You are viewing a plain text version of this content. The canonical link for it is here.

Posted to common-user@hadoop.apache.org by "Natarajan, Senthil" <se...@pitt.edu> on 2008/04/08 17:37:08 UTC

Reduce Sort

Hi,
I am new to MapReduce.

After slightly modifying the example wordcount, to count the IP Address.
I have two files part-00000 and part-00001 with the contents something like.

IP Add       Count
1.2. 5. 42   27
2.8. 6. 6   24
7.9.24.13   8
7.9. 6. 9    201

I want to sort it by IP Address count in descending order(i.e.) I would expect to see

7.9. 6. 9    201
1.2. 5. 42   27
2.8. 6. 6   24
7.9.24.13   8

Could you please suggest how to do this.
And to merge both the partitions (part-00000 and part-00001) in to one output file, is there any functions already available in MapReduce Framework.
Or we need to use Java IO to do this.
Thanks,
Senthil

Re: Reduce Sort

Posted by Ted Dunning <td...@veoh.com>.

On 4/8/08 10:43 AM, "Natarajan, Senthil" <se...@pitt.edu> wrote:

> I would like to try using Hadoop.

That is good for education, probably bad for run time.  It could take
SECONDS longer to run (oh my).

> Do you mean to write another MapReduce program which takes the output of the
> first MapReduce (the already existing file of this format)

Yes.

> And use count as the key and IP Address as the value.

Yes.

> Is it possible to do this in the same program instead of writing another one.

No.

> If it is not possible, is it something available in Hadoop once the first
> program is done, can I call Second program to do the sorting.

Yes.  If you are using Java, just create a second configuration and do the
same thing as you did the first time to run the program.

> If I set the number of reducer to 1, then it will take more time to reduce all
> the maps and hence affect the performance right?

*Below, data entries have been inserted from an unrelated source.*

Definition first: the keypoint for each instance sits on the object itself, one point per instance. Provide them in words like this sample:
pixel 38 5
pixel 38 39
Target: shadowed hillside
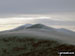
pixel 14 46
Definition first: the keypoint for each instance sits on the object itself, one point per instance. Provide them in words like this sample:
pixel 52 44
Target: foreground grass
pixel 14 46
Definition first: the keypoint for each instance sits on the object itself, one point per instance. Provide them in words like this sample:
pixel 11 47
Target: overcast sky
pixel 50 12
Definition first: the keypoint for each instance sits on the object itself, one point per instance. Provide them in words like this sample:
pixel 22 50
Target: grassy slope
pixel 14 46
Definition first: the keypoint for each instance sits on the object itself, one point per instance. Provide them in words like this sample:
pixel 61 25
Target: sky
pixel 54 13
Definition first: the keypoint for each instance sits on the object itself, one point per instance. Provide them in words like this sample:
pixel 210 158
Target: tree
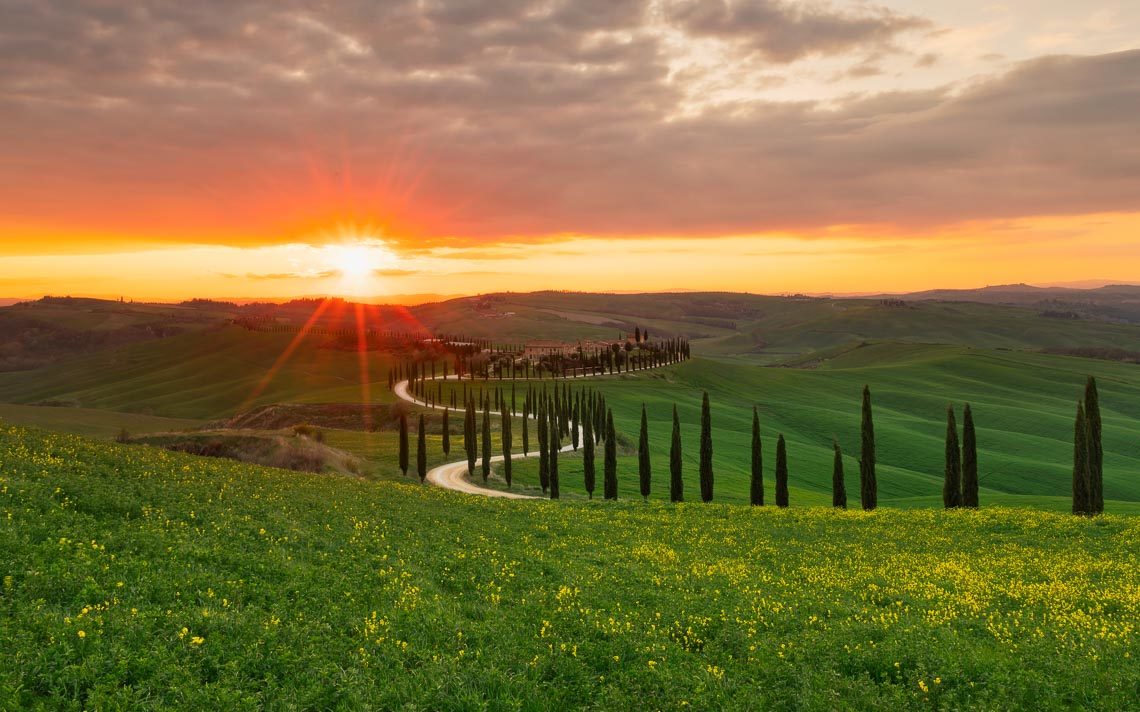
pixel 587 457
pixel 969 460
pixel 404 443
pixel 952 481
pixel 575 424
pixel 507 444
pixel 1096 448
pixel 487 439
pixel 610 482
pixel 781 472
pixel 422 450
pixel 447 434
pixel 1081 504
pixel 757 489
pixel 469 436
pixel 544 463
pixel 554 438
pixel 644 472
pixel 869 488
pixel 706 450
pixel 676 484
pixel 838 487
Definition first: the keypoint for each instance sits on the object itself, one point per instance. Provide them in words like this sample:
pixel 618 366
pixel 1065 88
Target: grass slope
pixel 1023 406
pixel 138 578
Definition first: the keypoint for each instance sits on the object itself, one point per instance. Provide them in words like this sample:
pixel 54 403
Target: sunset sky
pixel 274 148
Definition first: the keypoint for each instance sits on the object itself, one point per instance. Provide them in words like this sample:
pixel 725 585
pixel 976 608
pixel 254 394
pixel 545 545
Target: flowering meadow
pixel 139 578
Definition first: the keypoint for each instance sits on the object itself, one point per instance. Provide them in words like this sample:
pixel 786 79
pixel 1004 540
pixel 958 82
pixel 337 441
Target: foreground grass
pixel 137 577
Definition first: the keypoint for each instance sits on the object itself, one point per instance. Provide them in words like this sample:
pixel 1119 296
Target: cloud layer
pixel 483 120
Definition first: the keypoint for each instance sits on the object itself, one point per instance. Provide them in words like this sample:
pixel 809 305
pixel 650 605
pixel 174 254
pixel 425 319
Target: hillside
pixel 137 577
pixel 1023 400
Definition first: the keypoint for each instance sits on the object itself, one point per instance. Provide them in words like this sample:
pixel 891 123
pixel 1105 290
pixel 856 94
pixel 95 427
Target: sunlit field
pixel 136 577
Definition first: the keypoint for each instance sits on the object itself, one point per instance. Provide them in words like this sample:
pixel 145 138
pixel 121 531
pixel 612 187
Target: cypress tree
pixel 544 465
pixel 706 450
pixel 1096 448
pixel 757 489
pixel 487 439
pixel 447 434
pixel 555 445
pixel 587 457
pixel 838 487
pixel 404 443
pixel 952 480
pixel 781 472
pixel 869 488
pixel 969 460
pixel 610 482
pixel 576 423
pixel 644 472
pixel 469 438
pixel 1081 463
pixel 676 484
pixel 422 450
pixel 507 444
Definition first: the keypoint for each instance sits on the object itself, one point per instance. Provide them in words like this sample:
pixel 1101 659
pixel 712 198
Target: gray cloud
pixel 515 119
pixel 786 31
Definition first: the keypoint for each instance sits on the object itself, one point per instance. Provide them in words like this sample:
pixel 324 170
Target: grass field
pixel 133 577
pixel 1023 404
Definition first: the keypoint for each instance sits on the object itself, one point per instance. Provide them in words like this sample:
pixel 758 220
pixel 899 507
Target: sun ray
pixel 302 333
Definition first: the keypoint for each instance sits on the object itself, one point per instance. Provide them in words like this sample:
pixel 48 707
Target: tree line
pixel 583 418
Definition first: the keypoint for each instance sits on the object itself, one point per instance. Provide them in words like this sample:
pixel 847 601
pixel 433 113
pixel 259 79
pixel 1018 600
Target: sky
pixel 270 148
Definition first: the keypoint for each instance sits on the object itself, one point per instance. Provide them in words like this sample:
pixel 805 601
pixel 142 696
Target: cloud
pixel 395 272
pixel 469 123
pixel 274 276
pixel 784 31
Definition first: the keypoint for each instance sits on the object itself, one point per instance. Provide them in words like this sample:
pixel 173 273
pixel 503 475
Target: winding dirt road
pixel 454 475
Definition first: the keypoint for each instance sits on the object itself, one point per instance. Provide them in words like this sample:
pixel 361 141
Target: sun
pixel 356 264
pixel 353 262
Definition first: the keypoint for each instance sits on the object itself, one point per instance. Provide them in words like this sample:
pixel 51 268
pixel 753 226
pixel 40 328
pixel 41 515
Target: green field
pixel 137 578
pixel 1023 404
pixel 915 359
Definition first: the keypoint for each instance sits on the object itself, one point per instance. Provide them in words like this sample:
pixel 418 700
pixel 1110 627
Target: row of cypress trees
pixel 560 414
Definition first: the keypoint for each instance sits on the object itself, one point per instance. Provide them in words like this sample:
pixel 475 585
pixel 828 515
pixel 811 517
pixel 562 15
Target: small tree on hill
pixel 555 447
pixel 404 443
pixel 487 439
pixel 422 450
pixel 544 461
pixel 447 434
pixel 869 487
pixel 610 481
pixel 507 444
pixel 469 438
pixel 952 480
pixel 706 450
pixel 644 472
pixel 969 460
pixel 1081 504
pixel 838 487
pixel 587 457
pixel 676 483
pixel 1096 448
pixel 781 472
pixel 756 491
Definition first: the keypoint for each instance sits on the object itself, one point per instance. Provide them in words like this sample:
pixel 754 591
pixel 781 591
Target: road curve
pixel 454 475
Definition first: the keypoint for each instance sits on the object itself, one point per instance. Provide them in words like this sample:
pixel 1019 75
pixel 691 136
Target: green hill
pixel 138 578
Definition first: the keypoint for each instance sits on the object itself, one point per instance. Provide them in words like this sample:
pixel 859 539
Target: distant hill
pixel 1110 302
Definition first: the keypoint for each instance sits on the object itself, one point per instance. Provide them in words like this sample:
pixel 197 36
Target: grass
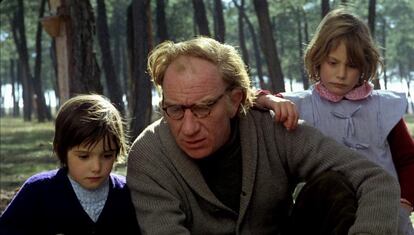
pixel 26 149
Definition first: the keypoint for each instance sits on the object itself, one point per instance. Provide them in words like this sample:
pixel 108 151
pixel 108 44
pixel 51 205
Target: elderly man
pixel 211 165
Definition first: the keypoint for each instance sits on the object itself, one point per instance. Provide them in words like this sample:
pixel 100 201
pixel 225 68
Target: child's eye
pixel 109 156
pixel 83 157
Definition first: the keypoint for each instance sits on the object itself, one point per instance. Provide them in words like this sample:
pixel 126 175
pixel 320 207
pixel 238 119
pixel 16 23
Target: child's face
pixel 337 75
pixel 90 167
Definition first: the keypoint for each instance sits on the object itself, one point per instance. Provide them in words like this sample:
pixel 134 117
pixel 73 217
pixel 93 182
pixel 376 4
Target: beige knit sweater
pixel 171 196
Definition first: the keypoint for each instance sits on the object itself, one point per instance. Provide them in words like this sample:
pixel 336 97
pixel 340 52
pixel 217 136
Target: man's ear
pixel 236 97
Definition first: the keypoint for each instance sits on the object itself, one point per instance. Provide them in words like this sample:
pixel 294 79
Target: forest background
pixel 105 45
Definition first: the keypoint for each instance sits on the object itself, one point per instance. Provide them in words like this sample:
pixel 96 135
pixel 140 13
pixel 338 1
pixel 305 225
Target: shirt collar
pixel 358 93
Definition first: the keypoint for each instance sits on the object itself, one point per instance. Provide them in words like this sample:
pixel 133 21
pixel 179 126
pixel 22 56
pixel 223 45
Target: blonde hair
pixel 225 57
pixel 338 26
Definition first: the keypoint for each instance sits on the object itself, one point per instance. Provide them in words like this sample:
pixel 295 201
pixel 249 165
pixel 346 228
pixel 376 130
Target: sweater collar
pixel 358 93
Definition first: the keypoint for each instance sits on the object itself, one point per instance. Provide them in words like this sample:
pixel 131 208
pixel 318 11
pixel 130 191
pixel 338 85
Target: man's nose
pixel 190 124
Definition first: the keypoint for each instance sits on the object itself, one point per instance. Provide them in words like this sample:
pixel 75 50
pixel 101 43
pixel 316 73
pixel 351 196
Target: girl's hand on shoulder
pixel 285 110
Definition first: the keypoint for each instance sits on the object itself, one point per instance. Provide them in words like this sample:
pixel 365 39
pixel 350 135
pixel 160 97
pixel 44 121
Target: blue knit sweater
pixel 47 204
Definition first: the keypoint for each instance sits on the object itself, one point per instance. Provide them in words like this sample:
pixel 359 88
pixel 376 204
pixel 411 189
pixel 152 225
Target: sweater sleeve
pixel 402 150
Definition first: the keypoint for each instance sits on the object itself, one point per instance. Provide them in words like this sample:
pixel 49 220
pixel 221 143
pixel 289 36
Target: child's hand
pixel 285 110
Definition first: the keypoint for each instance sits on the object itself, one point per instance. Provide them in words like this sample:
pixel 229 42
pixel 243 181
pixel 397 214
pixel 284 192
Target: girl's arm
pixel 402 150
pixel 285 110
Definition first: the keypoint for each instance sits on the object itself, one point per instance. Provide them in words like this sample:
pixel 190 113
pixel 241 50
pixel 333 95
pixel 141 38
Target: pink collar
pixel 358 93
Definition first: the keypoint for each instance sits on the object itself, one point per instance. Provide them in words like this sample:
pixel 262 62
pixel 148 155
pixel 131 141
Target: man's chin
pixel 197 153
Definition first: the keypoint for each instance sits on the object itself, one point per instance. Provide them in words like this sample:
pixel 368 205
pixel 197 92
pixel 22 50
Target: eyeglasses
pixel 176 112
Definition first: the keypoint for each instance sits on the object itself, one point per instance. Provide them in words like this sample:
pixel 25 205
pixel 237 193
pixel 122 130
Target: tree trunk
pixel 256 48
pixel 384 45
pixel 219 21
pixel 43 113
pixel 141 94
pixel 324 8
pixel 19 35
pixel 112 82
pixel 242 41
pixel 14 83
pixel 84 72
pixel 162 31
pixel 269 46
pixel 201 17
pixel 371 24
pixel 302 73
pixel 55 70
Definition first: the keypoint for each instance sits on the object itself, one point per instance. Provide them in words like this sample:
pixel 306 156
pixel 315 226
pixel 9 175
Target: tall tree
pixel 112 82
pixel 269 46
pixel 256 47
pixel 140 43
pixel 84 72
pixel 201 17
pixel 242 41
pixel 300 14
pixel 324 8
pixel 219 29
pixel 162 30
pixel 14 83
pixel 19 36
pixel 383 48
pixel 43 113
pixel 371 24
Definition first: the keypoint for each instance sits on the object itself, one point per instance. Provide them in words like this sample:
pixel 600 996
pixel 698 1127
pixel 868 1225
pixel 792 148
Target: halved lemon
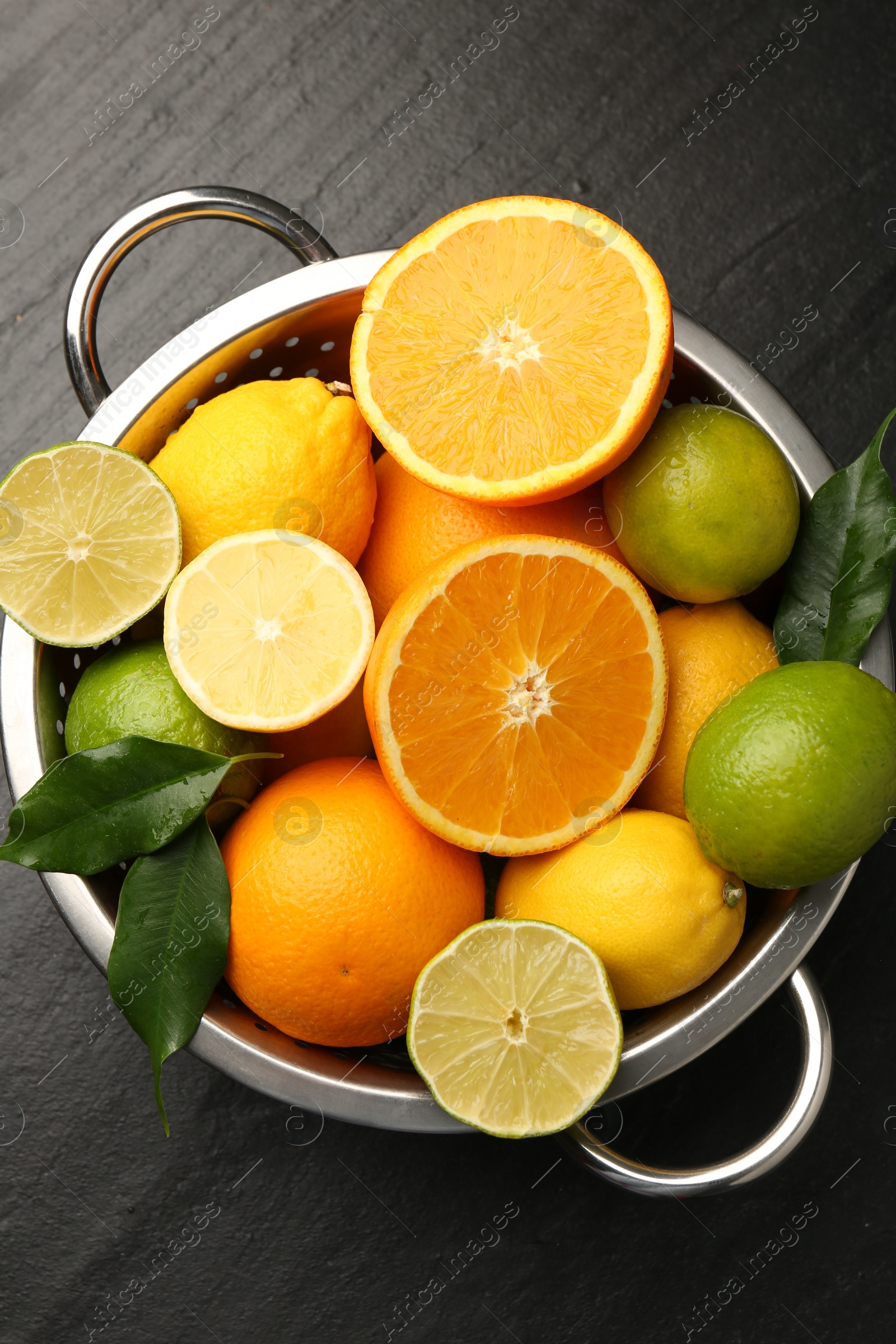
pixel 515 1029
pixel 516 693
pixel 268 631
pixel 515 351
pixel 89 543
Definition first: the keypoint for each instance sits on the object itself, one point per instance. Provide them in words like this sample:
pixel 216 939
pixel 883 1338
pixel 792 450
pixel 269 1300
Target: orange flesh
pixel 536 324
pixel 524 694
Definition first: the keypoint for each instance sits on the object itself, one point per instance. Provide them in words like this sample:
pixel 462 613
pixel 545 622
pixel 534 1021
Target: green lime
pixel 796 777
pixel 132 691
pixel 706 508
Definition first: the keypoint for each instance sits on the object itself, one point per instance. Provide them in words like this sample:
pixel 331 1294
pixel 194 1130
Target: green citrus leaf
pixel 840 572
pixel 99 807
pixel 171 942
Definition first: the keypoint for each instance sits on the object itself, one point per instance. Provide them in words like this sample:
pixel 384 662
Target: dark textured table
pixel 755 163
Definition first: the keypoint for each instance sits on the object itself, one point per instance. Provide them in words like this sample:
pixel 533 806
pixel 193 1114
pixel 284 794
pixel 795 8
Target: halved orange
pixel 515 351
pixel 516 693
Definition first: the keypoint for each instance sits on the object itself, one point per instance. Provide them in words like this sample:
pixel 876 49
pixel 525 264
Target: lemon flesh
pixel 515 1029
pixel 268 631
pixel 89 543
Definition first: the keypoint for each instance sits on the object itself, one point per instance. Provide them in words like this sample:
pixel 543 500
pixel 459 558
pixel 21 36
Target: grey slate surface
pixel 781 202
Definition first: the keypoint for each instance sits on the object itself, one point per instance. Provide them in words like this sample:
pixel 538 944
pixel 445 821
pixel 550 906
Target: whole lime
pixel 132 691
pixel 796 777
pixel 706 508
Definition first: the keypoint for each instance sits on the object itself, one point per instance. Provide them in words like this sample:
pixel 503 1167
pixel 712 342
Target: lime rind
pixel 585 1100
pixel 102 629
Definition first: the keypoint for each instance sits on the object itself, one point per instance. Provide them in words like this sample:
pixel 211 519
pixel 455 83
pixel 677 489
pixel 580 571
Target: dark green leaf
pixel 99 807
pixel 841 568
pixel 171 942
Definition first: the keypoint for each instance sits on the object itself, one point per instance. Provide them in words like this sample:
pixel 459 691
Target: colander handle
pixel 193 203
pixel 755 1161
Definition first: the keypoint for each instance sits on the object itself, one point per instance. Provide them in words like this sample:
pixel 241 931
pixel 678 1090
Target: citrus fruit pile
pixel 519 633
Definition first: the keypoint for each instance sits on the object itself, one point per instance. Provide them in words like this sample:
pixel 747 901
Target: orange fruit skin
pixel 473 299
pixel 624 699
pixel 340 731
pixel 328 936
pixel 713 650
pixel 414 526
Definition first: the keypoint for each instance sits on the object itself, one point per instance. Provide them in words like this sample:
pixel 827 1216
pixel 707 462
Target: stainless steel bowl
pixel 298 326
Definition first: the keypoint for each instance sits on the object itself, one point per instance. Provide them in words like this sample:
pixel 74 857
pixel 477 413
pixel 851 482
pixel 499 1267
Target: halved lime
pixel 515 1029
pixel 89 543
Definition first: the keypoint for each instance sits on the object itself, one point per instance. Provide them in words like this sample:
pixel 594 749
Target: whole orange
pixel 712 650
pixel 414 526
pixel 339 901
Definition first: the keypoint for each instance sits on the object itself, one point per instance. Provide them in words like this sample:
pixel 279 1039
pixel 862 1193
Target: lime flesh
pixel 706 508
pixel 515 1029
pixel 794 778
pixel 89 543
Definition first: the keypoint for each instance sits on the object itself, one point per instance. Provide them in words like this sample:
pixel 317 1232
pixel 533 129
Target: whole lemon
pixel 642 895
pixel 796 778
pixel 130 691
pixel 706 508
pixel 339 901
pixel 414 526
pixel 712 650
pixel 273 455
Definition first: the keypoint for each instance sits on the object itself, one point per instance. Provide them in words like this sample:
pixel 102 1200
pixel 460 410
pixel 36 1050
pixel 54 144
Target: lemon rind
pixel 257 724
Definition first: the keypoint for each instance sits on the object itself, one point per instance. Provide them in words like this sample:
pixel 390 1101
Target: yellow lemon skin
pixel 642 895
pixel 273 456
pixel 713 650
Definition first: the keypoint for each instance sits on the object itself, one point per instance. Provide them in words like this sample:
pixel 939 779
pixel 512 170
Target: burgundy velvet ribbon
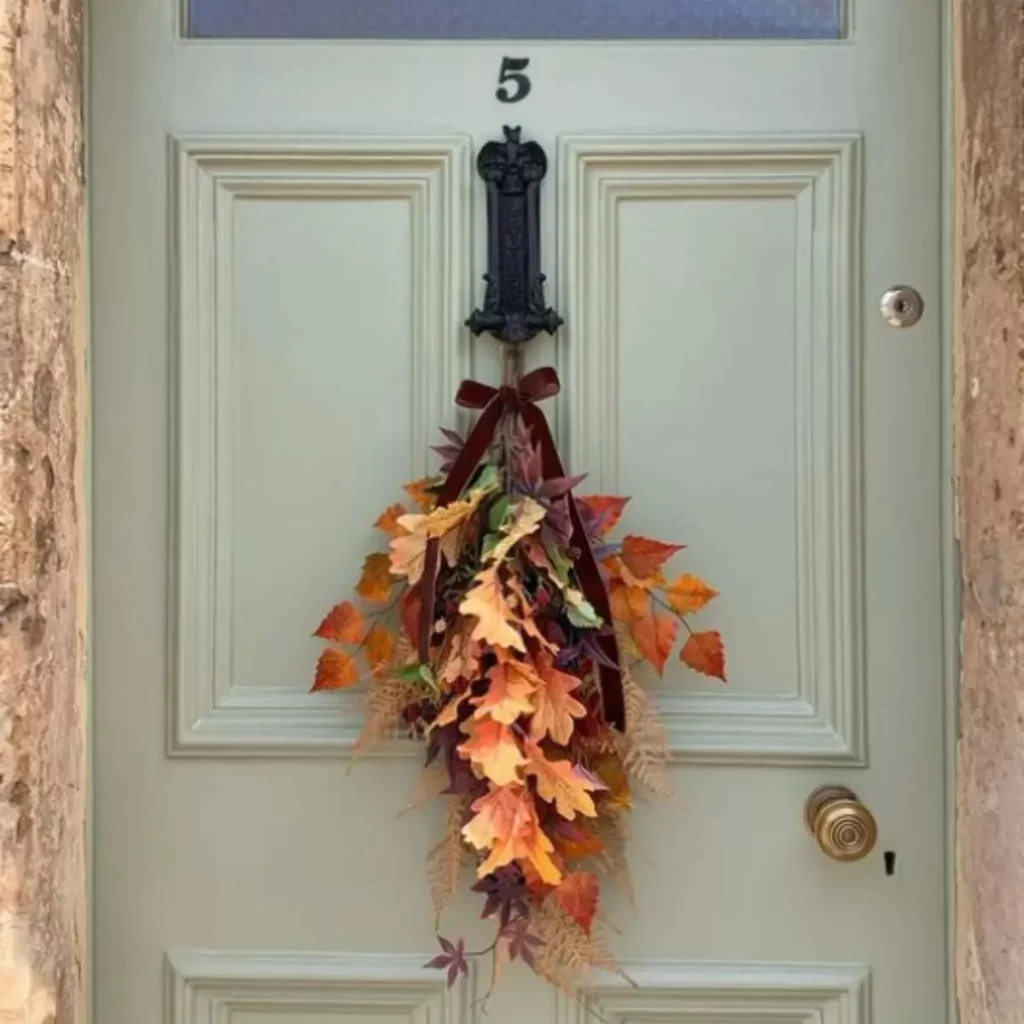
pixel 534 387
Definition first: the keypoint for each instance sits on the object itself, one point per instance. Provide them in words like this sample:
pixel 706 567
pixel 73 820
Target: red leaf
pixel 644 557
pixel 705 652
pixel 578 896
pixel 606 509
pixel 342 624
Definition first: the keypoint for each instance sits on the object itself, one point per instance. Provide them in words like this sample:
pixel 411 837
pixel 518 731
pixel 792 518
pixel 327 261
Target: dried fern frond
pixel 644 745
pixel 446 857
pixel 567 955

Not really.  Most of the sorting work will be done by the mappers.  The
reducer will only be merging the data so it will be pretty fast.  The
largest cost will be startup time, the second largest will be network
transfer time.

RE: Reduce Sort

Posted by "Natarajan, Senthil" <se...@pitt.edu>.

Thanks Ted.

I would like to try using Hadoop.
Do you mean to write another MapReduce program which takes the output of the first MapReduce (the already existing file of this format)

IP Add       Count
1.2. 5. 42   27
2.8. 6. 6   24
7.9.24.13   8
7.9. 6. 9    201

And use count as the key and IP Address as the value.
Is it possible to do this in the same program instead of writing another one.
If it is not possible, is it something available in Hadoop once the first program is done, can I call
Second program to do the sorting.

If I set the number of reducer to 1, then it will take more time to reduce all the maps and hence affect the performance right?

Thanks,
Senthil

-----Original Message-----
From: Ted Dunning [mailto:tdunning@veoh.com]
Sent: Tuesday, April 08, 2008 11:53 AM
To: core-user@hadoop.apache.org; 'hadoop-user@lucene.apache.org'
Subject: Re: Reduce Sort

There are two ways to do this.  Both of them assume that you have counted
the addresses using map-reduce and the results are in HDFS.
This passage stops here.